De quoi s’agissait-il pour nous en organisant ce rassemblement et en choisissant d’y réfléchir sur l’école? Après Marseille, il nous fallait relever un triple défi, répondre à une triple exigence:

D’abord l’exigence de poursuivre ce que nous avions entrepris. Cela peut paraître simple, et de bon sens. Sachez pourtant que beaucoup de bonnes ou de mauvaises fées, je ne sais comment dire, ne partageaient pas ce point de vue, et que beaucoup de personnes, éminentes parfois, puissantes souvent, respectables toujours m’ont fait valoir beaucoup de raisons pour que Marseille s’arrête ….à Marseille.

Je refuse la politique des coups médiatiques. Il y en a qui s’en satisfont. Grand bien leur fasse. Pour ce qui me concerne, je crois, tout au contraire, à la durée, au travail et à la persévérance. Ce dont la France a besoin ce n’est pas d’une photo, c’est d’un projet porté par une majorité de progrès. Notre rassemblement est une intuition sans doute, comme je l’ai entendu, il porte une vision, mais c’est aussi, un peu, une réflexion, on l’a vu aujourd’hui, et c’est aussi, à nul doute, une expérience inédite.

Pas de politique progressiste sans durée. Et c’est un des enjeux politiques majeurs des temps qui viennent. Pourquoi? Parce que nous ne sommes ni des dieux ni des révolutionnaires et qu’il nous faut du temps, pour penser, pour débattre, pour agir. Pas de politique progressiste sans travail. Si nous voulons gagner en 2012, et tous ceux qui sont là le veulent, il n’est pas trop tôt pour commencer à travailler ensemble

C’était vrai il y a deux siècles. Ceux qui ont construit des régulations démocratiques et sociales dans le cadre de la nation l’ont fait en sachant qu’ils se battaient dans un horizon temporel qui n’était pas celui de leur existence propre, ni même celui de leur génération; idem pour ceux qui ont voulu l’Europe. C’est encore vrai aujourd’hui où la tâche qui nous attend est de construire ces régulations, économiques, écologiques, sociales, démocratiques dans un monde multipolaire. Nicolas Sarkozy, qui a vendu la part molle de nos cerveaux à ses amis du béton médiatique et du papier armé, a besoin d’une politique sans mémoire, où un événement chasse l’autre, où un jour on peut faire l’apologie de l’ultra-libéralisme et le lendemain celui de l’Etat, où l’on engage chacun à la seule poursuite de son intérêt particulier.

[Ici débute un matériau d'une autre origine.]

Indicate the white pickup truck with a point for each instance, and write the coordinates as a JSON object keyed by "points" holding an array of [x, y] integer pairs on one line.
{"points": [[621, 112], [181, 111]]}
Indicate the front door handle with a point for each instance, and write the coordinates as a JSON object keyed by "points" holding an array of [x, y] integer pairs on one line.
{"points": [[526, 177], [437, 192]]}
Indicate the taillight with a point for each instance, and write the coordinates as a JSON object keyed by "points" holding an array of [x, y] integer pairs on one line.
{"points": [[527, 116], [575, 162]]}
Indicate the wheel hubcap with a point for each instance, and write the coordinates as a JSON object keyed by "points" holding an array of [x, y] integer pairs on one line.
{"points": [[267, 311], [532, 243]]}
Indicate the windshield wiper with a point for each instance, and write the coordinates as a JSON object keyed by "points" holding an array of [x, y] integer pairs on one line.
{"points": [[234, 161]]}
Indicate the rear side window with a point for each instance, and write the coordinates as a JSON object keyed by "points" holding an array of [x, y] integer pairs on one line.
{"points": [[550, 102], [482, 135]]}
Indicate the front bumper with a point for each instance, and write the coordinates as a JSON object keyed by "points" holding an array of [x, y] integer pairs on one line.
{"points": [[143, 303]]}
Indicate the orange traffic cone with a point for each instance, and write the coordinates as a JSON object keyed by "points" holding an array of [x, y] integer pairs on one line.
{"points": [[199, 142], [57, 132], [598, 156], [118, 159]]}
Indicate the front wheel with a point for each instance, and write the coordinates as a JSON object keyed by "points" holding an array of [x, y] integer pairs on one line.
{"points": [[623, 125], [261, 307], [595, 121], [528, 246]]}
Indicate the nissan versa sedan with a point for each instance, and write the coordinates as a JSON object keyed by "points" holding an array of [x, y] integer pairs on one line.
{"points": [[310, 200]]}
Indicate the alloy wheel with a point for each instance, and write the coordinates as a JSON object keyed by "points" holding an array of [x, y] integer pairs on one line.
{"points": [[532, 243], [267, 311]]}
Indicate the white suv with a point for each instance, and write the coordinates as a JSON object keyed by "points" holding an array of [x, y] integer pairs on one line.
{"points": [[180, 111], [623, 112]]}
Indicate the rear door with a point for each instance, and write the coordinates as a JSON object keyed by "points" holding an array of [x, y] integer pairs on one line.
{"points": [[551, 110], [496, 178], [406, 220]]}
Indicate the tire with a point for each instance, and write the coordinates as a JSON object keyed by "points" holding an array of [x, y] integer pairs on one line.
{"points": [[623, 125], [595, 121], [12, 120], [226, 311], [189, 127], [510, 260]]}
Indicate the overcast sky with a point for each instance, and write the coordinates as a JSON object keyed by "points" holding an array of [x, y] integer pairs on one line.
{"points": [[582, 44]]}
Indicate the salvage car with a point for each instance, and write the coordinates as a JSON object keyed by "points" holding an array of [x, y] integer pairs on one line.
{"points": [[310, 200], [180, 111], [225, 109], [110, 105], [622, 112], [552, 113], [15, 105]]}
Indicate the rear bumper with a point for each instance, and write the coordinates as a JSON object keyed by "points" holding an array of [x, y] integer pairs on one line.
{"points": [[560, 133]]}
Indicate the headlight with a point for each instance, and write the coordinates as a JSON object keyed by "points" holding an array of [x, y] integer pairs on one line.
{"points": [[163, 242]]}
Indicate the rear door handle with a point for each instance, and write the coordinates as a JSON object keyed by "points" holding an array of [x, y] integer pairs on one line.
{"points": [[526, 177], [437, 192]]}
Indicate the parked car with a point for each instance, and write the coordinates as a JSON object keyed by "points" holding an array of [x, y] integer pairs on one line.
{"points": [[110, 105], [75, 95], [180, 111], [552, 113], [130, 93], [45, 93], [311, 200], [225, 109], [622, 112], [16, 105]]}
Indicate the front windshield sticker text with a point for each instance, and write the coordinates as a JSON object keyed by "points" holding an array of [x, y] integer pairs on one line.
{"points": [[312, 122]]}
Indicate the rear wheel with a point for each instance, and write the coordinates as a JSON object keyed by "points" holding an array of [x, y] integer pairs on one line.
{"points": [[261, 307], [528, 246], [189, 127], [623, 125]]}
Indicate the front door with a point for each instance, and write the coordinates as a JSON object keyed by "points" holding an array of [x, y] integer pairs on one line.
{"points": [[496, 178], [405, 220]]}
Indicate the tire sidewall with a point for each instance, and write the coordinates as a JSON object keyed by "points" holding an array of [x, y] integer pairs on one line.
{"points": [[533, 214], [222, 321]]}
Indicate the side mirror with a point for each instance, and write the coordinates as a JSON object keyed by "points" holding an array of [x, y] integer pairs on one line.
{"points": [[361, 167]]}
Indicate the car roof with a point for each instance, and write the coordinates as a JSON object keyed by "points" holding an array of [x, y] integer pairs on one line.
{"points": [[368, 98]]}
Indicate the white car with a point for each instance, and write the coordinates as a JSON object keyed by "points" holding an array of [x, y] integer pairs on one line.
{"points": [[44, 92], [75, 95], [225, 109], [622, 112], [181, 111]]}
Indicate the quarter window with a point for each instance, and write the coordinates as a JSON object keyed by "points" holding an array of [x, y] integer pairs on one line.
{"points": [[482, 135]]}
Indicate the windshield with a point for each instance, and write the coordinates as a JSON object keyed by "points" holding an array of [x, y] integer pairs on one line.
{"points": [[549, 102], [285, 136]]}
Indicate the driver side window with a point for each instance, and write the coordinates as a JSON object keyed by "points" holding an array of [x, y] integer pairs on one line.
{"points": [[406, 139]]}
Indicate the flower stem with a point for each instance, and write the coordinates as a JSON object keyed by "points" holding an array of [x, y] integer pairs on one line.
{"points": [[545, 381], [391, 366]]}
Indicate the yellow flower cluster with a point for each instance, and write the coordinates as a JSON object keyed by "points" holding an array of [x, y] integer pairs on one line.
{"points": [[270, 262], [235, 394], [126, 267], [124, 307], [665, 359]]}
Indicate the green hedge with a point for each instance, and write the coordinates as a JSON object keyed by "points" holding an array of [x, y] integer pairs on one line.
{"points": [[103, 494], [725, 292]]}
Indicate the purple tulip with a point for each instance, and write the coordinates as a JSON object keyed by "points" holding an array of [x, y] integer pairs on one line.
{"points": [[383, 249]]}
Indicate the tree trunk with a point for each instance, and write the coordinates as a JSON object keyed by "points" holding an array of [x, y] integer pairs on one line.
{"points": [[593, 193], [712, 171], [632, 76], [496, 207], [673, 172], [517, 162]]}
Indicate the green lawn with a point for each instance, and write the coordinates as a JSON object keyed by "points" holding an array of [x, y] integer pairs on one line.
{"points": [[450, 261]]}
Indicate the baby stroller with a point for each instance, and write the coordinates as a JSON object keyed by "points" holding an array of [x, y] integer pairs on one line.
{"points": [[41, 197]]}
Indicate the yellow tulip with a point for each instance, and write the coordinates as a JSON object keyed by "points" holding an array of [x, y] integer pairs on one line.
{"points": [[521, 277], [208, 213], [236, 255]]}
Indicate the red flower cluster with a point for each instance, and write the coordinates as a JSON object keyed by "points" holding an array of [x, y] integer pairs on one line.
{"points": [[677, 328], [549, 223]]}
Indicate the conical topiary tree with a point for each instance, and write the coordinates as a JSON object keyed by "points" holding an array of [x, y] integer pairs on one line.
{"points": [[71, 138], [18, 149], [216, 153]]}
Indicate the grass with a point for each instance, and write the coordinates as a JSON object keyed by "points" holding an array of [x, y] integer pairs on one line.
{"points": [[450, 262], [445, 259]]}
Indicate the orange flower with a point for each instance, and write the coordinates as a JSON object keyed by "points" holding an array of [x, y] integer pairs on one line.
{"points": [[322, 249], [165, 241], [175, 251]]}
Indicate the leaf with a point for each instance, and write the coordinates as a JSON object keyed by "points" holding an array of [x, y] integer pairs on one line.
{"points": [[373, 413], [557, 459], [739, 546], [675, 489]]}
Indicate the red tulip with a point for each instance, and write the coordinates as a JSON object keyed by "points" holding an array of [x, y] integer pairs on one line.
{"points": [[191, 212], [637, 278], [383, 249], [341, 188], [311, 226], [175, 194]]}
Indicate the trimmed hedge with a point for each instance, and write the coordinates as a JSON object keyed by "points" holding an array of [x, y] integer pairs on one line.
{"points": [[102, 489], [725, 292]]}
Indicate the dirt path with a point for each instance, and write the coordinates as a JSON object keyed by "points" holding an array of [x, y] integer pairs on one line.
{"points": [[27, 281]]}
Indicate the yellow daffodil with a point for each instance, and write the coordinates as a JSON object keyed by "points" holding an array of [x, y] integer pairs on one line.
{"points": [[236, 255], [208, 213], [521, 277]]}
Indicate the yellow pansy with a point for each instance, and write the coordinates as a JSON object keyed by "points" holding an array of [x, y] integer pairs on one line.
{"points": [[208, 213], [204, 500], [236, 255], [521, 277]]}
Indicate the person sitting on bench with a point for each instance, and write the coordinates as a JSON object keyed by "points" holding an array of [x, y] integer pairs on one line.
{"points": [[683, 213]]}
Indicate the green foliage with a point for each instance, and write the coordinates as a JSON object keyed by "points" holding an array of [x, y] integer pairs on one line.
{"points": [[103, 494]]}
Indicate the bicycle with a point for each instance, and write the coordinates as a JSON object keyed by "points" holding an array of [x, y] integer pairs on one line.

Cette affaire n’est pas nouvelle.

Nous, nous devons nous adresser à l’intelligence de nos concitoyens et agir dans la durée. Nous devons réintroduire le sens de l’intérêt général, et celui du temps, dans la vie politique.

Marseille n’était donc pas qu’une jolie photo.

Construire, aujourd’hui, où tant d’énergies se consacrent à entasser des ruines sur des ruines, n’est pas le plus aisé. Mais c’est ce que nous avons décidé de faire. C’est une tâche historique et une tâche exaltante, qui dépasse toutes nos personnes et toutes nos ambitions individuelles. Pourquoi?

La gauche de demain ne sera pas celle d’hier. Comment pourrait-elle l’être, alors que des mutations profondes ont lieu dans la vie politique française, comme elles ont lieu dans la société française et bien entendu en Europe dans le monde.

Mutations profondes dans la vie politique française?

J’en vois au moins quatre, qui sont peu contestables, mais dont il faudra bien tirer les conséquences.

La première, c’est l’effondrement du Parti communiste, mais c’est aussi son évolution.

La seconde, c’est l’installation dans le paysage idéologique de la gauche, et peut-être même plus largement, de la préoccupation écologique.

La troisième c’est l’évolution du centre, qui a toujours été à droite, et qui maintenant, comme c’est le cas dans d’autres pays, se situe dans l’opposition à la droite et cherche donc à travailler avec la gauche républicaine, démocratique et réformiste française.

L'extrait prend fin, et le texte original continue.